Verwundert reiben sich Passanten die Augen. Eine Gruppe junger Menschen spielt auf der Hofwiese, direkt hinter der Universität Bonn, ein ganz eigenartig anmutendes Spiel. Munter rennen die Jungs und Mädels umher, werfen sich einen Ball zu oder versuchen ihn einem Gegenspieler abzuluchsen – dabei haben sie bunte Plastik- oder Holzstöcke zwischen den Beinen. Auf beiden Seiten eines imaginären Feldes stehen jeweils drei Tore, durch die sie werfen können. „Was ist denn das?“, fragt schließlich ein Paar aus Japan, das auf einer Rundreise ist. Quidditch, ja, die Sportart aus Harry Potter, bei dem sich selbiger einen Namen gemacht hat. Das mit dem fliegenden Besen ist für Muggel zwar in der Wirklichkeit schon ein Problem, der Spaß ist aber trotzdem garantiert.

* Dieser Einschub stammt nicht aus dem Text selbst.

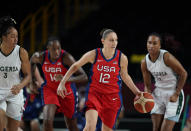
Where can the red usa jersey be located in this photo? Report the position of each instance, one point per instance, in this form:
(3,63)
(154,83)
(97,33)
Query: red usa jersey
(50,69)
(105,73)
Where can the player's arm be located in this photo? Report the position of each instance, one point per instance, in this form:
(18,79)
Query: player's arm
(79,75)
(35,59)
(175,65)
(146,76)
(25,67)
(125,76)
(88,57)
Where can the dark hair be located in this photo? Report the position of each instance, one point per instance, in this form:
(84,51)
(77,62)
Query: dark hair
(6,23)
(51,39)
(104,32)
(157,35)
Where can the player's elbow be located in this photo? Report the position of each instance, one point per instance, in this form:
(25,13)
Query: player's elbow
(75,66)
(184,74)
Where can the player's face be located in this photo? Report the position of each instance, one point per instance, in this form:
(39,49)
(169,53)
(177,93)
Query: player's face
(11,38)
(110,41)
(54,49)
(153,44)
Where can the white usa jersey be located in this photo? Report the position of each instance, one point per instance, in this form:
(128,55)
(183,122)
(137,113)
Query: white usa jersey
(164,76)
(10,66)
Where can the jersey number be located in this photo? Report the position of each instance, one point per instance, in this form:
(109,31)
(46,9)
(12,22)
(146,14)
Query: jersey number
(5,75)
(103,78)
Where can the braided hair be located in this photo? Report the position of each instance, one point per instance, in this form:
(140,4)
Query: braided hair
(6,23)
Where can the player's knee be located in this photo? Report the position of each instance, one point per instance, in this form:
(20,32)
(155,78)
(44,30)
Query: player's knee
(48,124)
(90,127)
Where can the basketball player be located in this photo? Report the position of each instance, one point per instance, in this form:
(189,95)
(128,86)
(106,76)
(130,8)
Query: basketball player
(103,97)
(33,104)
(13,59)
(55,62)
(188,120)
(170,77)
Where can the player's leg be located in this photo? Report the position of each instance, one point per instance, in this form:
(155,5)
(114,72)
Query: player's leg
(71,124)
(106,128)
(167,125)
(157,120)
(35,125)
(187,126)
(2,119)
(12,124)
(48,116)
(91,120)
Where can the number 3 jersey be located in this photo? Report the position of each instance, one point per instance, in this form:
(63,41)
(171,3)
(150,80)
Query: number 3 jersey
(105,73)
(51,69)
(10,66)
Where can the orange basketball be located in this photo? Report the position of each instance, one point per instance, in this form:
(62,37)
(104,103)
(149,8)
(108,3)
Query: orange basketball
(145,103)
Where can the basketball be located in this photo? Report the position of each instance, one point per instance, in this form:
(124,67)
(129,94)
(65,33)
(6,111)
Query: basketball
(145,103)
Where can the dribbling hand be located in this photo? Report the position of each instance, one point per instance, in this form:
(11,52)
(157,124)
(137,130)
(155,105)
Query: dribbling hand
(15,89)
(61,91)
(174,98)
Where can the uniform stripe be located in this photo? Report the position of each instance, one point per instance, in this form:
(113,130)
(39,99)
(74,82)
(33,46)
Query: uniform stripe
(180,104)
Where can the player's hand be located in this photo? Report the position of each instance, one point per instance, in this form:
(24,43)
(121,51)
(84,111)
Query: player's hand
(58,77)
(138,95)
(16,89)
(61,90)
(174,98)
(34,86)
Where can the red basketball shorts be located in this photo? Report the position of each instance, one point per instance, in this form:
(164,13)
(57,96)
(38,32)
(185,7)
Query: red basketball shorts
(107,105)
(67,106)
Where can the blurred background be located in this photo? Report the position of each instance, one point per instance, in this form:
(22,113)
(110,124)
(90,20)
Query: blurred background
(79,22)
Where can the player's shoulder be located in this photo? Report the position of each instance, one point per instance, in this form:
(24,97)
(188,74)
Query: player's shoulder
(23,51)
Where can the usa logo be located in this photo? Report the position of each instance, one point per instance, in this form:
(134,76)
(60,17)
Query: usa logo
(115,62)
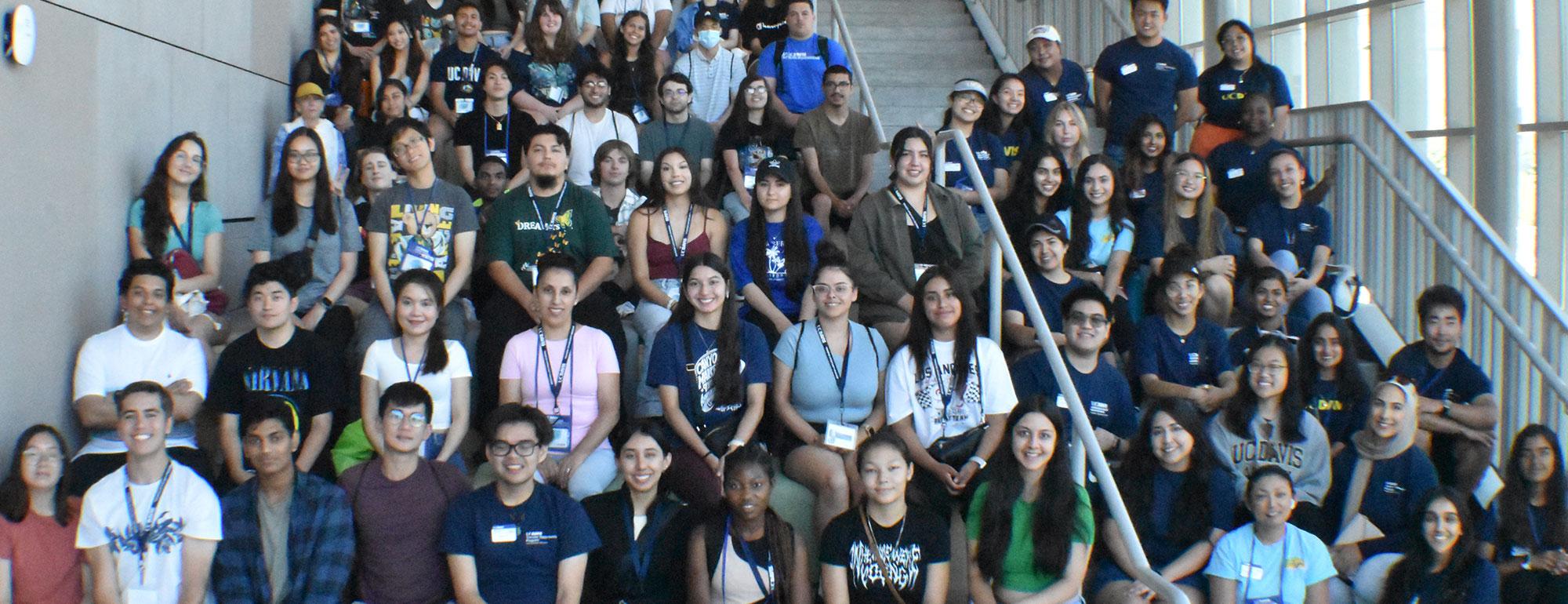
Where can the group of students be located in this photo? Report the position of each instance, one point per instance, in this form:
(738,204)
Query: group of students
(390,311)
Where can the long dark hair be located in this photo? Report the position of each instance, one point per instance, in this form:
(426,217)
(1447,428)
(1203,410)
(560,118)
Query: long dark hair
(727,377)
(992,117)
(156,219)
(437,343)
(285,216)
(1053,514)
(1514,501)
(1406,578)
(416,53)
(797,255)
(1141,467)
(15,501)
(642,73)
(920,341)
(1244,406)
(779,533)
(1083,214)
(1351,384)
(565,40)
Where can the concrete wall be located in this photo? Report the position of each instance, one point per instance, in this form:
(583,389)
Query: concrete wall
(112,84)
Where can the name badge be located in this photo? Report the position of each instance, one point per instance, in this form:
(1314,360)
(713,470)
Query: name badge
(841,437)
(504,534)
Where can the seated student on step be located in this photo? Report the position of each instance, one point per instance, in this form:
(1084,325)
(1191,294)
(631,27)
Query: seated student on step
(518,540)
(747,555)
(902,231)
(1031,528)
(644,529)
(570,373)
(401,504)
(713,374)
(827,390)
(1457,404)
(1050,282)
(277,360)
(1266,424)
(1534,520)
(1181,355)
(885,548)
(289,536)
(1269,559)
(1102,387)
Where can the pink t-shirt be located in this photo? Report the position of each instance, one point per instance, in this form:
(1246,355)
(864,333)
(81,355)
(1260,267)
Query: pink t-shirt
(46,566)
(534,369)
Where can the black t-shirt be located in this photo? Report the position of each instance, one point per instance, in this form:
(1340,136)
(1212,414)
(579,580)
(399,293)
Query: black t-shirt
(503,137)
(909,548)
(303,371)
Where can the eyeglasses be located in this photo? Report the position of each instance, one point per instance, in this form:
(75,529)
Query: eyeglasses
(412,418)
(503,448)
(1098,322)
(838,289)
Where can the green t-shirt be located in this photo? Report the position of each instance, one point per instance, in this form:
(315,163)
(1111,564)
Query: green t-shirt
(523,228)
(1018,566)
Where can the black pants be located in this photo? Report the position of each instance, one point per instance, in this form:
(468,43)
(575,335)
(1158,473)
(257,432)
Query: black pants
(501,319)
(89,470)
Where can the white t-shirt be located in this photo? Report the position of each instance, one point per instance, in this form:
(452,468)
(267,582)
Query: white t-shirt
(587,137)
(115,358)
(187,509)
(387,369)
(989,391)
(648,7)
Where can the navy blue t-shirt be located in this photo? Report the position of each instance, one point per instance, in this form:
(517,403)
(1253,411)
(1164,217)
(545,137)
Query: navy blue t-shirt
(1047,293)
(1340,418)
(1105,393)
(1222,90)
(1194,360)
(990,156)
(1243,178)
(686,357)
(1040,95)
(1144,81)
(1298,230)
(517,550)
(462,73)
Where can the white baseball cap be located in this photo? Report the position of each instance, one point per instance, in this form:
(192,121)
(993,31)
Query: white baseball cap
(1044,32)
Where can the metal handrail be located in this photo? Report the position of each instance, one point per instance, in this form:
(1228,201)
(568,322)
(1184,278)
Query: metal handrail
(843,35)
(1404,203)
(1083,431)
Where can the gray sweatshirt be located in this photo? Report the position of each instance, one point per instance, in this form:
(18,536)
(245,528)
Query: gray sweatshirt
(1307,460)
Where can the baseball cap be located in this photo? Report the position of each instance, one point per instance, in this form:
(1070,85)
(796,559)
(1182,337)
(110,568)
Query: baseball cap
(310,89)
(970,86)
(780,167)
(1044,32)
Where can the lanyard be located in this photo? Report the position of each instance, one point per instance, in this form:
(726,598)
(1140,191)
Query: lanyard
(1252,548)
(909,209)
(139,533)
(840,374)
(545,225)
(686,236)
(746,555)
(191,228)
(402,346)
(561,376)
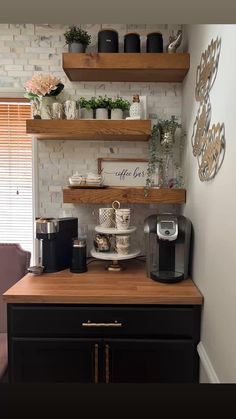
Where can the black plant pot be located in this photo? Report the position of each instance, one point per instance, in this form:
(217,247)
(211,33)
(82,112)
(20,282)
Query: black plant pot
(56,92)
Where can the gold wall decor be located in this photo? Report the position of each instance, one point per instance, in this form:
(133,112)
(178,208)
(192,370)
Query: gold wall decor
(207,70)
(208,143)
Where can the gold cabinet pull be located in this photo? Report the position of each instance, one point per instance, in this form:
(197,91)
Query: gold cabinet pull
(96,363)
(112,324)
(107,366)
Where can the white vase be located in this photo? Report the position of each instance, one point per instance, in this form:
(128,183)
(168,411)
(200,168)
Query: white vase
(135,110)
(76,47)
(116,114)
(46,107)
(101,113)
(86,113)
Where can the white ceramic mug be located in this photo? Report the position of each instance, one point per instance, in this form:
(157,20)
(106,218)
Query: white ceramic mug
(106,217)
(122,249)
(122,240)
(122,218)
(70,109)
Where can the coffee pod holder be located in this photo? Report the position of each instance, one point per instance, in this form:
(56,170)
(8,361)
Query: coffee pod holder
(114,257)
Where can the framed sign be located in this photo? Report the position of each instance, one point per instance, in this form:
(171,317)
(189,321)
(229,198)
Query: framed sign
(123,172)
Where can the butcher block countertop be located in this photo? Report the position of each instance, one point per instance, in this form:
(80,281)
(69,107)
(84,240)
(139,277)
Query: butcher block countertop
(99,286)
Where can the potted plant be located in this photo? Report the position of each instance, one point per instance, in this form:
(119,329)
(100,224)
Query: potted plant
(42,90)
(118,106)
(161,156)
(167,128)
(77,39)
(102,104)
(86,107)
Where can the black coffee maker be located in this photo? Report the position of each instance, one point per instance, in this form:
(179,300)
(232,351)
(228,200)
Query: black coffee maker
(167,241)
(55,237)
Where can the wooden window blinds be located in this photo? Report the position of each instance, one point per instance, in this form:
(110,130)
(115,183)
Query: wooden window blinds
(16,223)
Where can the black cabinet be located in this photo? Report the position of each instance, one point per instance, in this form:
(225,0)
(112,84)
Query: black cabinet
(111,344)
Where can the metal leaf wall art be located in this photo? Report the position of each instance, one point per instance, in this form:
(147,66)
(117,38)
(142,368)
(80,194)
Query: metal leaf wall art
(208,143)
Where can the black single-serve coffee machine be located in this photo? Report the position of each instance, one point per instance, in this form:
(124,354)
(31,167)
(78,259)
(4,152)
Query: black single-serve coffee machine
(55,236)
(167,241)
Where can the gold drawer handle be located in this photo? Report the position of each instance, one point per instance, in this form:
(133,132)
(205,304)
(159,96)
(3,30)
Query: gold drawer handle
(96,363)
(90,324)
(107,366)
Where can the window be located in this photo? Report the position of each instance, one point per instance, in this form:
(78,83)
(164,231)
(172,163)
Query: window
(16,214)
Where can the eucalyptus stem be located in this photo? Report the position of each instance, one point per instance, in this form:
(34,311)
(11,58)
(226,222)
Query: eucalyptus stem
(152,159)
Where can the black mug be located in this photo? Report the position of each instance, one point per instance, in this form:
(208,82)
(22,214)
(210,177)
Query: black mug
(154,42)
(79,257)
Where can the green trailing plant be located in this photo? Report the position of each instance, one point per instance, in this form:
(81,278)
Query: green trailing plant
(152,151)
(169,124)
(120,103)
(76,34)
(153,158)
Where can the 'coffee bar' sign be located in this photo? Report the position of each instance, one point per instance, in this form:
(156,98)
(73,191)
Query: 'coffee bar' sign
(123,172)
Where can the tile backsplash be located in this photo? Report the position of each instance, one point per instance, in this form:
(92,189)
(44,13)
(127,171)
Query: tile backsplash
(29,48)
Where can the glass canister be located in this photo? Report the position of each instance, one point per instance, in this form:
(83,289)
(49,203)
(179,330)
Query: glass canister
(79,256)
(132,42)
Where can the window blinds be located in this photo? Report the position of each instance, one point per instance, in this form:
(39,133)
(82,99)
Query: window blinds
(16,224)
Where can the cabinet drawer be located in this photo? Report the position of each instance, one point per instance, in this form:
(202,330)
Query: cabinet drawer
(80,320)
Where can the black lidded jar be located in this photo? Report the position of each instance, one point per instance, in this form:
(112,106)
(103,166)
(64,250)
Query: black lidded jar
(132,42)
(108,40)
(154,42)
(79,256)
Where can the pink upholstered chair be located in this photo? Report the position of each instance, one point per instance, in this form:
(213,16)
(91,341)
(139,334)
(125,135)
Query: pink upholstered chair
(14,262)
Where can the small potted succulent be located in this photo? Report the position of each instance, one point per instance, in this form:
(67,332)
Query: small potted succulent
(167,128)
(86,107)
(118,106)
(77,39)
(102,104)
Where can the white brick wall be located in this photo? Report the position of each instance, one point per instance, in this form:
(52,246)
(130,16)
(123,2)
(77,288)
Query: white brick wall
(28,48)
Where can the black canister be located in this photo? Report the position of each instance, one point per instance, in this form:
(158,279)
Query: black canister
(132,42)
(108,40)
(154,42)
(79,257)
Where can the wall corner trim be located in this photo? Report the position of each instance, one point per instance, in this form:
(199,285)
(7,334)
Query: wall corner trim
(207,365)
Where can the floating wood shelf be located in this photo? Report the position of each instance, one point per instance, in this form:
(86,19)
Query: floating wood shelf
(90,129)
(124,195)
(136,67)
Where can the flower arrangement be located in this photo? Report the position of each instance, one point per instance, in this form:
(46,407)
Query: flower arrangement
(76,34)
(120,103)
(43,85)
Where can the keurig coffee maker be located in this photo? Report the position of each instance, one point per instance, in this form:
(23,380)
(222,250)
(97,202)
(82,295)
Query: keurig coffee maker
(167,241)
(55,236)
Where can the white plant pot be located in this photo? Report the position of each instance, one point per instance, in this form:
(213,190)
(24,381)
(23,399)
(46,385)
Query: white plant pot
(86,113)
(135,110)
(46,107)
(76,47)
(101,113)
(116,114)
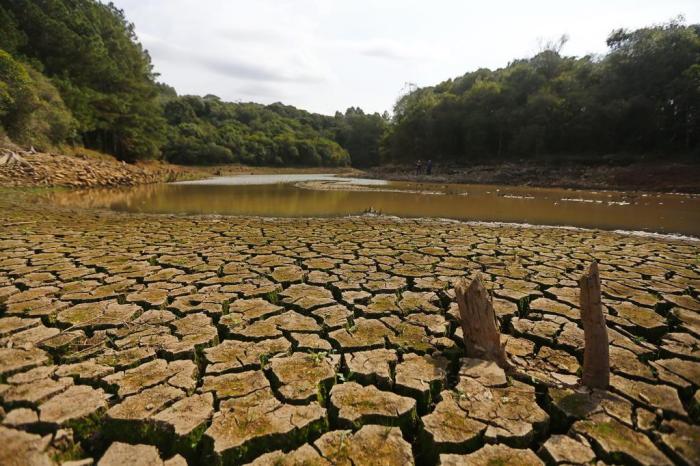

Die Jagd nach dem „goldenen Schnatz“

Einmal in der Woche trainieren die „Rheinos“, das Bonner Quidditch-Team, zwei Stunden im Hofgarten. Manchmal, wenn sich viele Interessenten finden, sogar zwei Mal. Seit etwas mehr als einem Jahr gibt es das Team bereits, es wächst ständig. Bei den Trainingseinheiten der Rheinos brauchen die Spieler ebenfalls Besen, fast so wie in den Harry Potter-Büchern und Filmen. Anders als da sind sie aber nicht aus Reisig, sondern aus Plastik oder Holz – und zum Fliegen taugen sie leider auch nicht, auch wenn das manch ein Spieler oder Spielerin – eine Geschlechtertrennung gibt es nicht – gerne können möchte.

Bei dem Training werden zwei Mannschaften gebildet. Jede Mannschaft hat drei Tore zu verteidigen. Dabei handelt es sich nicht um Fußballtore, sondern auf Reifen, die auf Plastikstangen und Rohren befestigt sind. Für jeden Treffer gibt’s zehn Punkte. Dabei ist die Seite, von der der Wurfball durch die Reifen fliegt, egal. Um die Schwierigkeit zu steigern sind noch weitere Bälle im Spiel, die von den sogenannten Treibern geworfen werden dürfen. Mit diesen dürfen sie – und nur sie – die Gegner abwerfen. Der getroffene Spieler muss zurück zum eigenen Tor laufen und es einmal kurz berühren, dann ist er wieder im Spiel.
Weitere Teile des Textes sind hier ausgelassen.